Por supuesto, a lo largo de la historia del pensamiento, las formas de aproximarse al intento de
responder a esta pregunta han sido diversas. Los acentos en cuanto a los aspectos destacados o
las metodologías empleadas tienen gran variación en un momento u otro. Pero de todos modos,
la misión última, esto es, el mejor conocimiento de nosotros mismos, permanece inalterada.

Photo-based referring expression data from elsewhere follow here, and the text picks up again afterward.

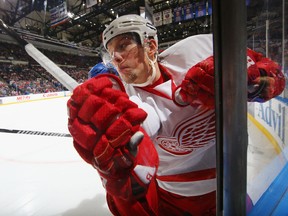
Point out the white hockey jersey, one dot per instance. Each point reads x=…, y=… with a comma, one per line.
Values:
x=184, y=136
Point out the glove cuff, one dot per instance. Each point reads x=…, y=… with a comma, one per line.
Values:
x=177, y=98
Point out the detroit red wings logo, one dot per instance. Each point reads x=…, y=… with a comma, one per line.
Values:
x=191, y=134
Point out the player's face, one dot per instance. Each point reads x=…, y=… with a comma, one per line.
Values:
x=129, y=58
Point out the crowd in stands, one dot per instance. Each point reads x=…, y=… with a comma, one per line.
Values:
x=22, y=75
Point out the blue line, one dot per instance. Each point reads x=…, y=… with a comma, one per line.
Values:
x=274, y=200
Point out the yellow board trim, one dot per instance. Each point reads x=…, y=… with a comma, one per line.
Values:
x=266, y=133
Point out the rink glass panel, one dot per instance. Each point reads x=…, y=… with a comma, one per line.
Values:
x=267, y=156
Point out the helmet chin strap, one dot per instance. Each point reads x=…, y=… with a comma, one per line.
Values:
x=151, y=78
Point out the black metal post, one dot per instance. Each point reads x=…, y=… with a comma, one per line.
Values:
x=229, y=29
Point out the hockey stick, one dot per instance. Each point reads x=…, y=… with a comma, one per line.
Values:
x=39, y=57
x=61, y=76
x=28, y=132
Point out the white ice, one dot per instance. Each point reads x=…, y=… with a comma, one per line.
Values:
x=44, y=175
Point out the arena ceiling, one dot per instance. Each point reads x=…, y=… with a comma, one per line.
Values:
x=86, y=24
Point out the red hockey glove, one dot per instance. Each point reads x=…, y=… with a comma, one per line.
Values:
x=102, y=120
x=104, y=123
x=265, y=79
x=197, y=88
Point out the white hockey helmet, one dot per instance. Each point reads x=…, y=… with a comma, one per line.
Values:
x=128, y=24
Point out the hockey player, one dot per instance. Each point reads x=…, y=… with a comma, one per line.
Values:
x=170, y=100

Este trasfondo general es, pareciera, el que permite darle un sentido mucho más claro y concreto
a la investigación antropológica. Es verdad: la antropología como disciplina independiente es
relativamente joven si se la compara con otras áreas de la filosofía. Pero, aún siendo esto así, uno
puede fácilmente constatar de qué manera los temas que forman parte de la investigación
antropológica, la manera de plantear sus preguntas y los fines que dicha empresa persigue,
hunden sus raíces en lo más profundo de nuestra cultura y de nuestra historia.
La antropología filosófica es, en efecto, como adelantábamos, una disciplina de origen reciente,
pero guarda una relación estructural con la que es la pregunta filosófica por antonomasia, a saber,
la pregunta por uno mismo. Por supuesto, la manera de plantear el problema de la antropología
filosófica no es el mismo que a la manera subjetiva o psicológica de hacerlo sino que se inscribe
en el esfuerzo permanente de la filosofía de dar con las verdades últimas acerca de la realidad.